Probiotics: Possible mechanisms of actions Mechanisms underlying probiotic effects are not completely understood, and the mechanisms cannot be generalized as different strains may differ. Most research in the area has focused on the GI tract. The claimed mechanisms underlying GI beneficial effects include: (i) secretion of antimicrobial substance, (ii) competitive adherence to mucosa and epithelium (iii) strengthening of the GI-epithelium barrier, and (iv) modulation of the immune system (Bermudez-Brito et al., 2012; Collado et al., 2009; Reid et al., 2010b). Since the mouth represents the first part of the GI tract, it has been claimed that mechanisms of action in the oral cavity may be similar to those described for the intestine (Haukioja, 2010; Meurman, 2005; Meurman & Stamatova, 2007). Thus, probiotic bacteria are suggested to interact directly in oral biofilms (microbe-microbe interactions), or have indirect effects (microbe-host interactions) (Figure 4). Studies related to microbe-microbe interactions are generally focused on the inhibition of pathogenic bacteria and may involve competition for specific adhesion sites (competitive exclusion), coaggregation, competition for nutrients, and production of antimicrobial compounds, such as bacteriocins, hydrogen peroxide (H2O2) and acids. Aspects related to microbe-host interactions, which are beyond the scope of this dissertation, address diverse mechanisms, including immune-stimulation and reduction of inflammation.

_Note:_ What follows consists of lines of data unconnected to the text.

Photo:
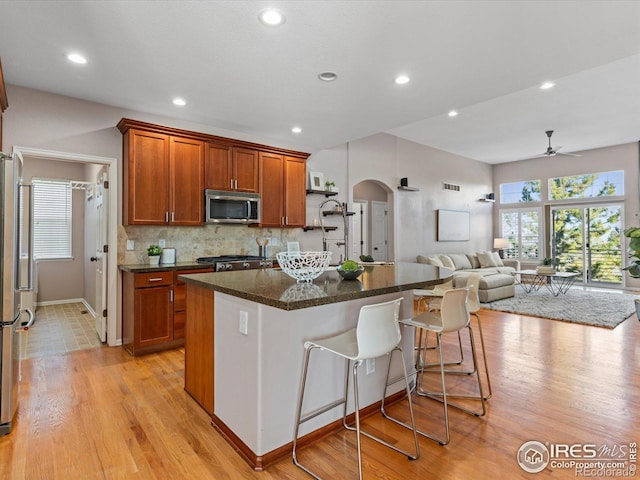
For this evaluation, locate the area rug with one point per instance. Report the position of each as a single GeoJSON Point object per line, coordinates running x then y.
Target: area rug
{"type": "Point", "coordinates": [600, 309]}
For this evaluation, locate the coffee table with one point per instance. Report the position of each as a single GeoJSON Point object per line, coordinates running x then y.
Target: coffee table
{"type": "Point", "coordinates": [556, 283]}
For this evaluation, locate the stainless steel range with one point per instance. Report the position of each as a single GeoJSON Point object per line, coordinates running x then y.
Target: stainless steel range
{"type": "Point", "coordinates": [236, 262]}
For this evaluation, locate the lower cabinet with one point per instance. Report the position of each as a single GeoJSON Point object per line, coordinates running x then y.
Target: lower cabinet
{"type": "Point", "coordinates": [153, 310]}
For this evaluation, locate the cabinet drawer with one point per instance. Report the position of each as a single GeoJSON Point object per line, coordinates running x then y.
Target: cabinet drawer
{"type": "Point", "coordinates": [154, 279]}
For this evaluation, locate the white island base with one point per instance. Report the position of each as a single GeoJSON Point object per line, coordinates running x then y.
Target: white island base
{"type": "Point", "coordinates": [258, 370]}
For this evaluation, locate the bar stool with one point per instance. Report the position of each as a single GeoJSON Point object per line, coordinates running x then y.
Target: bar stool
{"type": "Point", "coordinates": [452, 317]}
{"type": "Point", "coordinates": [377, 333]}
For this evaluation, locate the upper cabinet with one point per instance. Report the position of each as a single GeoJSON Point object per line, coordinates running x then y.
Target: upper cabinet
{"type": "Point", "coordinates": [166, 170]}
{"type": "Point", "coordinates": [231, 168]}
{"type": "Point", "coordinates": [163, 179]}
{"type": "Point", "coordinates": [282, 190]}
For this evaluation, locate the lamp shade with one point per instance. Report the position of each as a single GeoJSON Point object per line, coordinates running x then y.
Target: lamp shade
{"type": "Point", "coordinates": [500, 243]}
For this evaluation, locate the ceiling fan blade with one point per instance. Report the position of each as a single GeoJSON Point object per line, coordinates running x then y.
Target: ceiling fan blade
{"type": "Point", "coordinates": [569, 154]}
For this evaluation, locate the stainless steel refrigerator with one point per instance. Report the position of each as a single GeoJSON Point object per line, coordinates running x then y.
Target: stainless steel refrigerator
{"type": "Point", "coordinates": [15, 241]}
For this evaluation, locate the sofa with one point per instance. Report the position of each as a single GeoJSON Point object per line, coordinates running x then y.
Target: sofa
{"type": "Point", "coordinates": [498, 275]}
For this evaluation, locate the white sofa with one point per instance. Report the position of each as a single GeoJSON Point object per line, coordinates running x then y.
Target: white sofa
{"type": "Point", "coordinates": [498, 277]}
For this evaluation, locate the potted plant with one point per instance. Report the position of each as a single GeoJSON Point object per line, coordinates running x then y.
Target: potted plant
{"type": "Point", "coordinates": [154, 252]}
{"type": "Point", "coordinates": [633, 234]}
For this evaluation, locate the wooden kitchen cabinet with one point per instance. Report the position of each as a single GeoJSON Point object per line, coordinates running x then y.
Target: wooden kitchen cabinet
{"type": "Point", "coordinates": [163, 179]}
{"type": "Point", "coordinates": [231, 168]}
{"type": "Point", "coordinates": [282, 190]}
{"type": "Point", "coordinates": [154, 310]}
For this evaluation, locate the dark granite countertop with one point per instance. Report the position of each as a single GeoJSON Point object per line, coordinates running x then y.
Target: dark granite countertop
{"type": "Point", "coordinates": [271, 286]}
{"type": "Point", "coordinates": [163, 267]}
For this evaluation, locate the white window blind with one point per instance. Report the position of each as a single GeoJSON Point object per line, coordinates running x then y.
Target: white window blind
{"type": "Point", "coordinates": [51, 219]}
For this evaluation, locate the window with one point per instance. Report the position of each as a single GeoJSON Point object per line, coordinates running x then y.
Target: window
{"type": "Point", "coordinates": [522, 230]}
{"type": "Point", "coordinates": [604, 184]}
{"type": "Point", "coordinates": [517, 192]}
{"type": "Point", "coordinates": [51, 219]}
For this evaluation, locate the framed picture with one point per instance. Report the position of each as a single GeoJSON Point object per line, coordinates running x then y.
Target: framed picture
{"type": "Point", "coordinates": [316, 181]}
{"type": "Point", "coordinates": [453, 226]}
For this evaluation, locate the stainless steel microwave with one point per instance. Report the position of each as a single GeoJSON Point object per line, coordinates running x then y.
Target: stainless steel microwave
{"type": "Point", "coordinates": [231, 207]}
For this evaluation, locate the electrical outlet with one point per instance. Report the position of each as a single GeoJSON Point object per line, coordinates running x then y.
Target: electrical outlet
{"type": "Point", "coordinates": [244, 323]}
{"type": "Point", "coordinates": [371, 365]}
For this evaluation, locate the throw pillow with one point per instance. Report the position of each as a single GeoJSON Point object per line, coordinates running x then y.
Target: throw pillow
{"type": "Point", "coordinates": [497, 259]}
{"type": "Point", "coordinates": [447, 262]}
{"type": "Point", "coordinates": [435, 261]}
{"type": "Point", "coordinates": [486, 259]}
{"type": "Point", "coordinates": [460, 261]}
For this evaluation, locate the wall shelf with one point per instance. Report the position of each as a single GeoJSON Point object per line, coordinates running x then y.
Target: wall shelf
{"type": "Point", "coordinates": [326, 193]}
{"type": "Point", "coordinates": [308, 228]}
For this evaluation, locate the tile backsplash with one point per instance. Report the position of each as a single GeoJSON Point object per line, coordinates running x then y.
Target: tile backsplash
{"type": "Point", "coordinates": [193, 242]}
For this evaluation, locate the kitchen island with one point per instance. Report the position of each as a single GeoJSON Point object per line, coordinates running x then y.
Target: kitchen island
{"type": "Point", "coordinates": [244, 348]}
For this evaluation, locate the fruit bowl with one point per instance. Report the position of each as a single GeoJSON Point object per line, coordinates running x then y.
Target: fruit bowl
{"type": "Point", "coordinates": [350, 274]}
{"type": "Point", "coordinates": [304, 266]}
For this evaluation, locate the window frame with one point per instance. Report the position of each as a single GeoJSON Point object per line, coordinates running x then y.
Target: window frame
{"type": "Point", "coordinates": [520, 211]}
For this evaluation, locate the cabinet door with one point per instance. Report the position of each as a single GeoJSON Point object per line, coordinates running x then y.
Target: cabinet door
{"type": "Point", "coordinates": [295, 198]}
{"type": "Point", "coordinates": [245, 170]}
{"type": "Point", "coordinates": [146, 193]}
{"type": "Point", "coordinates": [187, 181]}
{"type": "Point", "coordinates": [153, 316]}
{"type": "Point", "coordinates": [271, 189]}
{"type": "Point", "coordinates": [218, 167]}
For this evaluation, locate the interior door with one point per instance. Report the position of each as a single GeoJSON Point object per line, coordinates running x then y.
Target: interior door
{"type": "Point", "coordinates": [379, 231]}
{"type": "Point", "coordinates": [359, 244]}
{"type": "Point", "coordinates": [587, 239]}
{"type": "Point", "coordinates": [101, 255]}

Figure 4. Proposed mechanisms for direct and indirect probiotic effects, i.e. microbe - microbe interactions, and microbe - host interactions.

Competition for adhesion sites between probiotic and oral bacteria has been studied using host ligand-coated HA as a tooth model (Haukioja et al., 2008; Jalasvuori et al., 2012; Marttinen et al., 2013). In this model, probiotic bacteria reduce adhesion of S. mutans and adhere to salivary agglutinin gp340, the main saliva receptor for S. mutans (Carlen & Olsson, 1995). Probiotic strains also inhibit growth of putative pathogens, such as S. mutans, Streptococcus sobrinus, and periodontal pathogens in vitro (Hasslof et al., 2010; Koll et al., 2008; Soderling et al., 2011; Teanpaisan et al., 2011) and in vivo (Caglar et al., 2007; Nikawa et al., 2004; Yli-Knuuttila et al., 2006). The inhibitory effect has been attributed to production of bacteriocins, H2O2 and organic acids, and possibly coaggregation (Keller et al., 2011; Lang et al., 2010; Twetman et al., 2009a).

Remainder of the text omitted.